The main problem with spell checking had most to do with how misspelled
words were underlined. Either proper text styles (used by other editors)
needed to be implemented, or else Cooledit had to use the existing
syntax code. The later approach was considered more expedient.
Misspelled words are dynamically added to the list of keywords in the
syntax rule set, but are underlined instead of colorized. This has the
interesting effect that a misspelled word will be highlighted everywhere
in the buffer so long as your cursor has passed over it at least once.
To prevent an excess of keywords (this would slow down the editor)
keywords are removed from the rule set after aging one minute - which
has the benefit of preventing the display from becoming cluttered with
too many misspelled words.

The one deficiency of Cooledit's ispell interaction is that it is not
asynchronous. It has not been tested with very large ispell dictionaries
or on slow machines, so this may be an area worth optimizing.

(On-the-fly spell checking was defiantly added after the author read a
quote by a prominent figure in the computing world, that Unix systems
did not have spell-check-as-you-type.)


BUILTIN PYTHON INTERPRETOR
--------------------------

Python features standard procedures for building itself into high level
applications, and creating interfaces to C functions. Cooledit can be
built without the Python interpretor, but then lacks any Python
extensions - this is mostly for non-Linux systems, where administrators
do not wish to install the large Python sources.

Besides basic editor operations, wrappers were created to allow users to
access some of the Coolwidget library. Dialog boxes can be created from
within Python in the same style as the rest of the application. In this
way, Cooledit can actually be used to create simple GUI applications.

Users also have the benefit of being able to add or remove from any of
the existing menus, and can hence program any kind of customization.

The Python interpretor is initialized on startup, and runs the script
lib/cooledit/global.py and ~/.cedit/global.py. One of these scripts must
define a function type_change(s), which is run whenever a file is opened
or its `type' (meaning the syntax highlighting rule set being used) is
changed. `s' is the string you would normally see displayed on the left
of the editor window which describes the programming language: it is
taken from the syntax definitions. The function can use this to decide
what new utilities to make available.

The C extensions currently look like this:
    def type_change(s):

	menu ("Util")	# clear the Util menu

	# add new stuff to the util menu:
	if s == "C/C++ Program":
	    menu ("Util", "for(;;) {", "c_generic('for (;;) {', 5)")
	    menu ("Util", "while() {", "c_generic('while () {', 7)")
	    menu ("Util", "do {", "c_do_while()")
	    menu ("Util", "switch() {", "c_generic('switch () {', 8)")
	    menu ("Util", "case:", "c_case()")
	    menu ("Util", "if() {", "c_generic('if () {', 4)")
	    menu ("Util", "main() {", "c_main()")
	    menu ("Util", "#include ", "c_include()")
	    menu ("Util", "printf();", "c_printf()")

Where a function like c_printf() is defined further above.
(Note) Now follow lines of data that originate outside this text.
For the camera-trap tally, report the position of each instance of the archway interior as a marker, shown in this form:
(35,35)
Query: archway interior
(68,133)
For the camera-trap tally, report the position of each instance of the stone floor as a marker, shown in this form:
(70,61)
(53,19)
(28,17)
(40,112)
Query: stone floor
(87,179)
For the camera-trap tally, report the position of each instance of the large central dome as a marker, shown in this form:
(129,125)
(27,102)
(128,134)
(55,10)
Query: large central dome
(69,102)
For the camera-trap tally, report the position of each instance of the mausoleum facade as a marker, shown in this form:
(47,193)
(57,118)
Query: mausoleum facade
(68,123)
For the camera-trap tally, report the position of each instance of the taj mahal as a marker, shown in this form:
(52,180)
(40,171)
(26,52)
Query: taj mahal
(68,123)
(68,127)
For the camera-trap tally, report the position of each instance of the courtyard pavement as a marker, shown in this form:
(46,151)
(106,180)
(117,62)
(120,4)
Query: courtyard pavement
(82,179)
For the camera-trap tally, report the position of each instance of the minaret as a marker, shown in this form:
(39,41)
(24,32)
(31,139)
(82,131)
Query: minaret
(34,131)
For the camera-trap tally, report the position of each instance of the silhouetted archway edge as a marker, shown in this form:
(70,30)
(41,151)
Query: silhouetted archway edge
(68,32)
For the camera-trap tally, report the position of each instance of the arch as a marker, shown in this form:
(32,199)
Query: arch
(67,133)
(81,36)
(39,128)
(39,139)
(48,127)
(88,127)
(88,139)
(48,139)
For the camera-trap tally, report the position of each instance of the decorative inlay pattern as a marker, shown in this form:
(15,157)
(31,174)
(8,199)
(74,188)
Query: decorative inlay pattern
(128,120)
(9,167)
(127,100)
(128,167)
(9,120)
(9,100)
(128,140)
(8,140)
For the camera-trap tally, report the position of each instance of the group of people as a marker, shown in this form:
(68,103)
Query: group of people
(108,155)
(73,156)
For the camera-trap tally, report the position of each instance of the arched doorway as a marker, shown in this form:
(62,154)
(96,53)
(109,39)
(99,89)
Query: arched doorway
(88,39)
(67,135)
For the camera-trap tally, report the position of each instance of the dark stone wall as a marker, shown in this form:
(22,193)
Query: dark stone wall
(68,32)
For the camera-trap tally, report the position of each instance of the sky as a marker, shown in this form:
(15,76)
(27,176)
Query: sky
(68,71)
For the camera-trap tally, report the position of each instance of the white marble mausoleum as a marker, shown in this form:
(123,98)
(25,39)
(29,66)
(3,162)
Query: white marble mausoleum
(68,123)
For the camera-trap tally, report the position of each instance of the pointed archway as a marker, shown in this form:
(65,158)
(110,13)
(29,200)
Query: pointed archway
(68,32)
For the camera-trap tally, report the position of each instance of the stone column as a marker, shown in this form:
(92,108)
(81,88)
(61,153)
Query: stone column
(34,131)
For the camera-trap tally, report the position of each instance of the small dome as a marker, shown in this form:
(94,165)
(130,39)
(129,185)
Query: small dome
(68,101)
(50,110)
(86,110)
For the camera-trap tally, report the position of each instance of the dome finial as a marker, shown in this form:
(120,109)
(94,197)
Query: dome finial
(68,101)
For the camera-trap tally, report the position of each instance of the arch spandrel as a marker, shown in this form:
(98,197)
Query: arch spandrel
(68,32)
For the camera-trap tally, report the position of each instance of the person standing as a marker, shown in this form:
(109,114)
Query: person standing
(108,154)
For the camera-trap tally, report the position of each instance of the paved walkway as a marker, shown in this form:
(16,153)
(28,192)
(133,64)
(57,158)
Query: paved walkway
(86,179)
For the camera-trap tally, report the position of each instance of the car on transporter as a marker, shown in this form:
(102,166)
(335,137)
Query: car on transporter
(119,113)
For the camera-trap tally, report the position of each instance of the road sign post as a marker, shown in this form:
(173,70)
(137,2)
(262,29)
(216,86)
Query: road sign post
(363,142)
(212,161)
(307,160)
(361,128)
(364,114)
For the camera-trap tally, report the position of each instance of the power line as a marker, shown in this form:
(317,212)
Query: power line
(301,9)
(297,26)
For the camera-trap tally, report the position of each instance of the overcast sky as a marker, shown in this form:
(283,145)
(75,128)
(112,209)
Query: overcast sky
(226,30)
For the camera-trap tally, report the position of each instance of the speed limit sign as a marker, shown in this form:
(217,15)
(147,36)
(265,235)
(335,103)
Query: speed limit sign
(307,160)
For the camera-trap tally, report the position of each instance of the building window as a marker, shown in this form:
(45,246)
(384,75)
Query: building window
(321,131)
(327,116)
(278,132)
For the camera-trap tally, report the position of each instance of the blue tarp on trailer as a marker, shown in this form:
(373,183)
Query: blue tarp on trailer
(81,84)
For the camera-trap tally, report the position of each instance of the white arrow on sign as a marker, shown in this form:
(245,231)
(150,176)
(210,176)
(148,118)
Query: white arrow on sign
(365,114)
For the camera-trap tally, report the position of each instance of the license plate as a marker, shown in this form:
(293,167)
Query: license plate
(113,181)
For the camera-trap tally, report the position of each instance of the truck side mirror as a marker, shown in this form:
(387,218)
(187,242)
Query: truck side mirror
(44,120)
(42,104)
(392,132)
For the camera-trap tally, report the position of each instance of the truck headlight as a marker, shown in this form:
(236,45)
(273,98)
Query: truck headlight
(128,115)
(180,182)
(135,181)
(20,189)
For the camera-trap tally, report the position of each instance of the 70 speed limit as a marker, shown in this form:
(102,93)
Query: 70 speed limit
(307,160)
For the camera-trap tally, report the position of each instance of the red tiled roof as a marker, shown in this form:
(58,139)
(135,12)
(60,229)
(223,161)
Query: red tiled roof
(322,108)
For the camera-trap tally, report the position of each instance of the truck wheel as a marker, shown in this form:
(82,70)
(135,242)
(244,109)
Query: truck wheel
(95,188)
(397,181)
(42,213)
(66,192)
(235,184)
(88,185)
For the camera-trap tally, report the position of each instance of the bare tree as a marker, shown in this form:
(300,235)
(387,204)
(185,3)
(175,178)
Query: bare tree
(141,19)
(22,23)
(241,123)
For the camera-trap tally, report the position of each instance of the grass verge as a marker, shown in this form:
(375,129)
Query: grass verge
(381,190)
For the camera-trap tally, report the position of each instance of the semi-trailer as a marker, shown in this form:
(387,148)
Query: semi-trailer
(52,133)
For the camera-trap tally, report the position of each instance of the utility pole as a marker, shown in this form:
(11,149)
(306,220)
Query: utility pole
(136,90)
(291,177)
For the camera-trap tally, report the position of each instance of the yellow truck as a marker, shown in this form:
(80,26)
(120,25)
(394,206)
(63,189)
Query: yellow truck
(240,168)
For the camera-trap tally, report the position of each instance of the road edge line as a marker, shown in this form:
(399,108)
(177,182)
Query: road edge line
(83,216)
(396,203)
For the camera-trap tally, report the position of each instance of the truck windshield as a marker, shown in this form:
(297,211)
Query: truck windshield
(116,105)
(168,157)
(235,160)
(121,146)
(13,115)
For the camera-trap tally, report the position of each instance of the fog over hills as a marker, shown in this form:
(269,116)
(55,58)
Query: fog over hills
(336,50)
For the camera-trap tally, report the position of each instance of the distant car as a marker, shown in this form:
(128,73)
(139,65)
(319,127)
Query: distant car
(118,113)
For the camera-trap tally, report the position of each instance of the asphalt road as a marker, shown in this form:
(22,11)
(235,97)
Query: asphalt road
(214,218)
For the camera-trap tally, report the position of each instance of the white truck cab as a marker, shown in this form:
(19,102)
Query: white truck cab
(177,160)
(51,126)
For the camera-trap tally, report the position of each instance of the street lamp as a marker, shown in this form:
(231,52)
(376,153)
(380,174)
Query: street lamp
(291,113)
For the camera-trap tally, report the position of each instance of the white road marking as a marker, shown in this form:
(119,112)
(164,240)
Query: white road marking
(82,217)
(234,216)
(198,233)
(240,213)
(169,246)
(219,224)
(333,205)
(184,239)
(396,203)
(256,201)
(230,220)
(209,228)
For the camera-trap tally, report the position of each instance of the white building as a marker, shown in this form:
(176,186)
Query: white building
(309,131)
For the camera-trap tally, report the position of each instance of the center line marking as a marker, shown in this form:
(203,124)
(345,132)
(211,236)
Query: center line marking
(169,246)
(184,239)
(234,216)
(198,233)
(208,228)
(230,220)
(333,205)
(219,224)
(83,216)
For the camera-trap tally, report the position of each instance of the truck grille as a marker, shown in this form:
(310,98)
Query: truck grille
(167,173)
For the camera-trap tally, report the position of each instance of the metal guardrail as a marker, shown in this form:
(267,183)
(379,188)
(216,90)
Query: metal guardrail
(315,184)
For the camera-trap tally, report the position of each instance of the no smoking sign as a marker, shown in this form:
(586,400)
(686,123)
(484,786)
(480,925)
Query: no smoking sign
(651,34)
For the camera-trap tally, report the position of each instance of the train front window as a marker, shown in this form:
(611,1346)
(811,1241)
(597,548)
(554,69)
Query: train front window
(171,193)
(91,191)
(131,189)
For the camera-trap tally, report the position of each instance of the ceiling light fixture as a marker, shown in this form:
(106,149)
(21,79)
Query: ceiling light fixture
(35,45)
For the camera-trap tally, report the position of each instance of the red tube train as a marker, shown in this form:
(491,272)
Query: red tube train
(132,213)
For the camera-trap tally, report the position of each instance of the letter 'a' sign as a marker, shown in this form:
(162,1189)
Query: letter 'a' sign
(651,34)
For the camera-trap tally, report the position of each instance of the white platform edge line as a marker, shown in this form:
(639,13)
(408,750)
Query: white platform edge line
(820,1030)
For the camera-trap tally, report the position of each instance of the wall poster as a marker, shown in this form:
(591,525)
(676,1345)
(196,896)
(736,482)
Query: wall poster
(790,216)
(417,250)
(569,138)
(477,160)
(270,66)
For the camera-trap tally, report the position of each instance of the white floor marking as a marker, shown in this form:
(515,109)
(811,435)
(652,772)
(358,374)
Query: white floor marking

The C example
shows how utilities may typically be coded, and serves as a tutorial.
Basic operations like moving through the buffer, editing the buffer, and
returning status information are provided. The Python wrappers make
liberal use of Python's optional argument feature. For example, the
get_line() function returns: the current line with no arguments, a
single line with one argument, and a range of lines with two arguments.


FUTURE DIRECTIONS
-----------------

The potential that Python gives Cooledit is enormous. It is hoped that
users will contribute Python utilities just as they did syntax rule
sets. The Python interpretor will allow Cooledit development to subside
somewhat. The C side of Cooledit is considered substantially complete.

Some users have asked for a Gtk interface to Cooledit. A full Gtk
interface is improbable because of the heavy reliance Cooledit makes on
the Coolwidget library. The Midnight Commander for Gnome does however
implement a minimal version of Cooledit under Gtk, and it is hoped that
this will be extended to offer more features.